Il ricorso non merita accoglimento,
in quanto le censure sono del tutto infondate.
L'interrogativo sulla correttezza
professionale del proprio difensore ben poteva essere
espresso dal B. con una valutativa esposizione delle
vicende processuali agli organi preposti al controllo
della capacità e della lealtà professionali del
difensore d'ufficio. In questa ipotesi ricorre la
generale causa di giustificazione ex art. 51 c.p., quale
esercizio di un diritto di critica costituzionalmente
tutelato dall'art.21 della Carta Costituzionale.

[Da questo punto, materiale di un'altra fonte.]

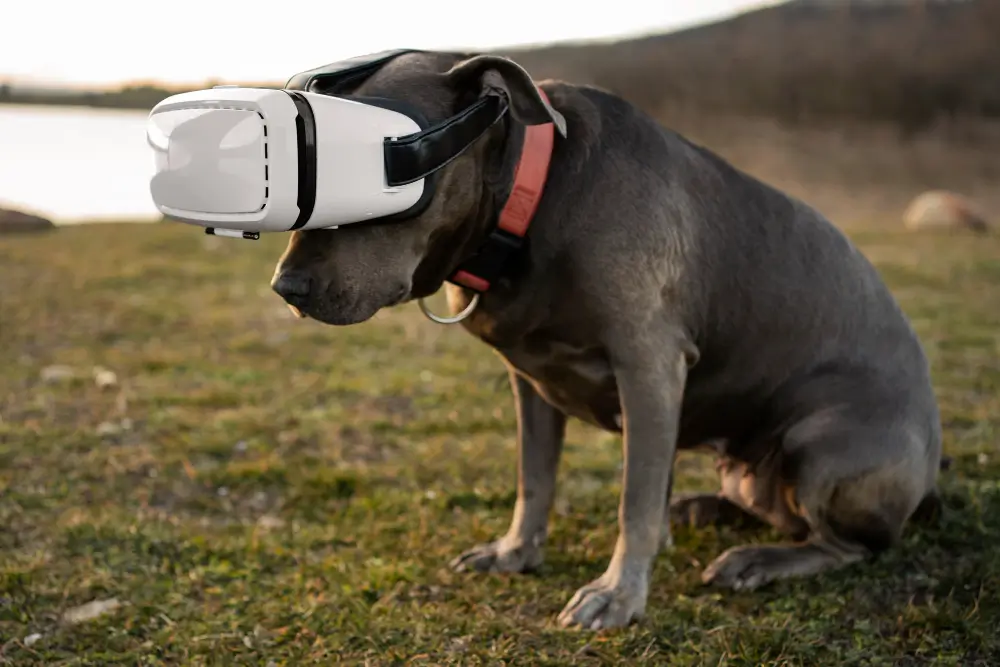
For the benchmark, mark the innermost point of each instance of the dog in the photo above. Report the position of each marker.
(666, 296)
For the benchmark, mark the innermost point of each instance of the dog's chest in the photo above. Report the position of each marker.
(575, 379)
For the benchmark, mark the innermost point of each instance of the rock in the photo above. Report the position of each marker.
(12, 222)
(104, 378)
(90, 611)
(939, 209)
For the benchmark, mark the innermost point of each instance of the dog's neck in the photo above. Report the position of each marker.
(487, 247)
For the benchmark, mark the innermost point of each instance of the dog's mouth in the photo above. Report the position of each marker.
(344, 310)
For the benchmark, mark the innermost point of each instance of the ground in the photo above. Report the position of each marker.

Nel caso in esame, l'imputato ha
raggiunto conclusioni direttamente diffamatorie nei
confronti dell'avv. A., alla luce di proprie valutazioni
faziose e tecnicamente scorrette, anticipando qualsiasi
controllo e qualsiasi accertamento, correttamente
esercitabili nelle sedi istituzionali. Queste offese
sono state comunicate a più persone : ai due magistrati,
diretti destinatari della missiva, e ai soggetti che,
per dovere di ufficio, i predetti magistrati erano
tenuti a informare.
Il contenuto della missiva
acquisita agli atti, è, con immediata evidenza, lesivo
del credito professionale dell'avv. A., accusata - senza
alcuna giustificazione - di “rendersi infedele ai suo
doveri professionali , cercando di arrecare nocumento
agli interessi del suo assistito”.
Nessuna censura è quindi
formulabile sulla ricostruzione dei fatti e sulla loro
valutazione giuridica, contenute nella sentenza
impugnata.
Quanto alle asserite irregolarità
formali degli atti indicati dal ricorrente, esse non
hanno alcun rilievo, ai fini del riconoscimento di un
qualsiasi ostacolo al pieno esercizio del diritto di
difesa. Il ricorso va quindi rigettato con condanna del
ricorrente al pagamento delle spese processuali.
P.Q.M.
Rigetta il ricorso e condanna il
ricorrente al pagamento delle spese processuali.